BINGO: O REI DAS MANHÃS

Artur Duarte de Moraes Setembro de 2022 Crítica
Uma maquiagem pesada, roupa exagerada e uma peruca engomada e volumosa – essa é a parte fácil para criar um palhaço – o problema é quem usará todo esse adorno

Na década de 1980, o desafio era ainda maior. Não era suficiente ser apenas um palhaço, era necessário ser o Bozo! Ser o Bozo era se enquadrar nos rigorosos critérios de Alan Livingston, seu criador, que com tal feito, conquistou os Estados Unidos, México, Tailândia, Austrália, Grécia e Brasil. Como a marca Bozo é um direito autoral registrado, o diretor Daniel Rezende optou por retratá-lo no filme como Bingo.

Entre tantos atores que exerceram o papel, o filme retrata seu precursor e principal responsável pela consolidação do personagem, o ator Augusto Mendes, interpretado por Vladimir Brichta. Não é um documentário, mas ainda mostra como a ascensão de Mendes levou o público telespectador aos programas matinais.

Diante da hegemônica Rede Globo, que criou a “rainha dos baixinhos”, o maior objetivo de investimento do SBT era menos grandioso do que a liderança.

Contrariando as expectativas, o fenômeno do palhaço norte-americano, adaptado à realidade brasileira, competiu pela liderança de igual para igual em uma época que a hegemonia da Globo era ainda maior do que hoje. Essa competição seria boa para a televisão brasileira, pois criaria um campo de atuação mais nivelado, porém nem tudo foi positivo nessa atração infantil.

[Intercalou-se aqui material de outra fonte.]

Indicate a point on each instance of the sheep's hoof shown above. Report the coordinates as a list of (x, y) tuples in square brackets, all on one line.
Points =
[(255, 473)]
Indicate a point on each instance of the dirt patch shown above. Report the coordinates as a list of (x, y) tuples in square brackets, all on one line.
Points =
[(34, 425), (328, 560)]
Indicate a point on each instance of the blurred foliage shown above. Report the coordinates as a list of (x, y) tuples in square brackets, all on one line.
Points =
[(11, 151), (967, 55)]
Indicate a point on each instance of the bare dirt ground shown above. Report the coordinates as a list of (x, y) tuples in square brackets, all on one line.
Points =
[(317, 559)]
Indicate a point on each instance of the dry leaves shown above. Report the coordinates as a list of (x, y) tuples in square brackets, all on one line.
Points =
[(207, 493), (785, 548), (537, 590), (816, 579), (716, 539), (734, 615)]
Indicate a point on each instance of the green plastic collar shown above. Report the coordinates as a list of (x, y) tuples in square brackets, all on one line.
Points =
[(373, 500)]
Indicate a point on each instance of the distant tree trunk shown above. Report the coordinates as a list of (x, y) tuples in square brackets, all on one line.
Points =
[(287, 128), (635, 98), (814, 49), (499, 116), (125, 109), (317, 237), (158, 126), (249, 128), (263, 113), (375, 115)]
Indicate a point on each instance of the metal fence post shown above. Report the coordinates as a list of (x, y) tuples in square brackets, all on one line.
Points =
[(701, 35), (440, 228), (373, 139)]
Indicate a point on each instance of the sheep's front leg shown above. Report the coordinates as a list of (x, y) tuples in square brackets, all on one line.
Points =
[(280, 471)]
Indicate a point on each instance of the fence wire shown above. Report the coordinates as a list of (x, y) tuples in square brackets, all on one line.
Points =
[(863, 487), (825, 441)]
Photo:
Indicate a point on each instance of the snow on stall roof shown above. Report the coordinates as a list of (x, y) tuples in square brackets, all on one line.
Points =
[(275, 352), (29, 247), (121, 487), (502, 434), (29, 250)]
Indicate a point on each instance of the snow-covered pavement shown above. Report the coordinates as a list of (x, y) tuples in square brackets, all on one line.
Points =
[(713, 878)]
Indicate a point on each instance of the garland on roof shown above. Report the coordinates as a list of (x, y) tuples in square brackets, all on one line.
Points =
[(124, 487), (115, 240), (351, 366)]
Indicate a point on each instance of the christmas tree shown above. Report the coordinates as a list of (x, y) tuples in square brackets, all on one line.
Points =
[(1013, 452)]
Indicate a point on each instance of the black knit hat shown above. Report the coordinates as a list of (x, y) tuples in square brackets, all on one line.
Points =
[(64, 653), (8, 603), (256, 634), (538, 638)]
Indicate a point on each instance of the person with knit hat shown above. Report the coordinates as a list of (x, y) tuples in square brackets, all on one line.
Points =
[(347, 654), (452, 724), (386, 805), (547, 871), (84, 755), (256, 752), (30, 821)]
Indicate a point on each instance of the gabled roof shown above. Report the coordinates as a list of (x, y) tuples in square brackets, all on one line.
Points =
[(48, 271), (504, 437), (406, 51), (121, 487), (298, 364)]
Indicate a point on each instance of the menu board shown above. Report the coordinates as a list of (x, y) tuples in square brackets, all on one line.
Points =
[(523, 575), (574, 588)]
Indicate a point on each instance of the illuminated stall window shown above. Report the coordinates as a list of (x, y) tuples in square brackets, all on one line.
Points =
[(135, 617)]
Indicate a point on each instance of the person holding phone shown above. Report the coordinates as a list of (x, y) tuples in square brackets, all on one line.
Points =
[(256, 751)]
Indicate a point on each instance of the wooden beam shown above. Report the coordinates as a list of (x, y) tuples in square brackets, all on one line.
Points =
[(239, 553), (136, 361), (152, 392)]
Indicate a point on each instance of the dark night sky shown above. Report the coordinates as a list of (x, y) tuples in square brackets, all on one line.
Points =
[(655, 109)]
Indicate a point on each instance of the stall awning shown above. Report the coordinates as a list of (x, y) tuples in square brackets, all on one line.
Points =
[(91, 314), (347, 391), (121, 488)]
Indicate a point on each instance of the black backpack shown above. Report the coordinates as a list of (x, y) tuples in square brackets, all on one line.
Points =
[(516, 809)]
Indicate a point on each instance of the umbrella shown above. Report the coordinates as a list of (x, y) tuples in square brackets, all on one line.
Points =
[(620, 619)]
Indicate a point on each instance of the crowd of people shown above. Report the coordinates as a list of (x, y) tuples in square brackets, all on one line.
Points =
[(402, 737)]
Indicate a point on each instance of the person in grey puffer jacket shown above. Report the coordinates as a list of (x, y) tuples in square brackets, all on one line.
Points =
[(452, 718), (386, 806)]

Sem muita consideração sobre como o conteúdo é apresentado às crianças, as emissoras fizeram todos os esforços para garantir a audiência usando sensualidade ou qualquer outro meio sem escrúpulos em apelo. Eles usaram cinicamente essas táticas para competir com outros canais por pontos na disputa.

Em pouco tempo ficou evidente que o palhaço era apenas uma peça do capital. Levado a acreditar que estava no controle, Augusto Mendes fez a parte mais difícil do trabalho, emplacando uma atração nova e desconhecida, cativando pequenos telespectadores e os influenciando para comprar seus produtos, ele cumpriu com perfeição suas responsabilidades de representar o capital com expertise.

Dentro da lógica do lucro, Augusto foi substituído quando deixou de trazer apenas benefícios. Na guerra por audiência, o palhaço foi reduzido à maquiagem e roupa e, no fim, não importava quem dava as usava. Era mais benéfico substituir uma engrenagem danificada do sistema, que permitiria números maiores de patrocinadores e aos fabricantes de produtos com estampas do palhaço.

Adicionar um palhaço a um programa de TV pode levar a um programa de sucesso e a uma campanha publicitária lucrativa. No entanto, a arte milenar de atuar como palhaço acaba desviada e até desvirtuada nas telas.

Ao fazer isso, não há mais o programa familiar de sair de casa e acompanhar um espetáculo. O palhaço passa a cumprir seu papel evitando que as crianças saiam de casa e mantendo todas em frente à televisão, com toda a comodidade e exposição ao marketing.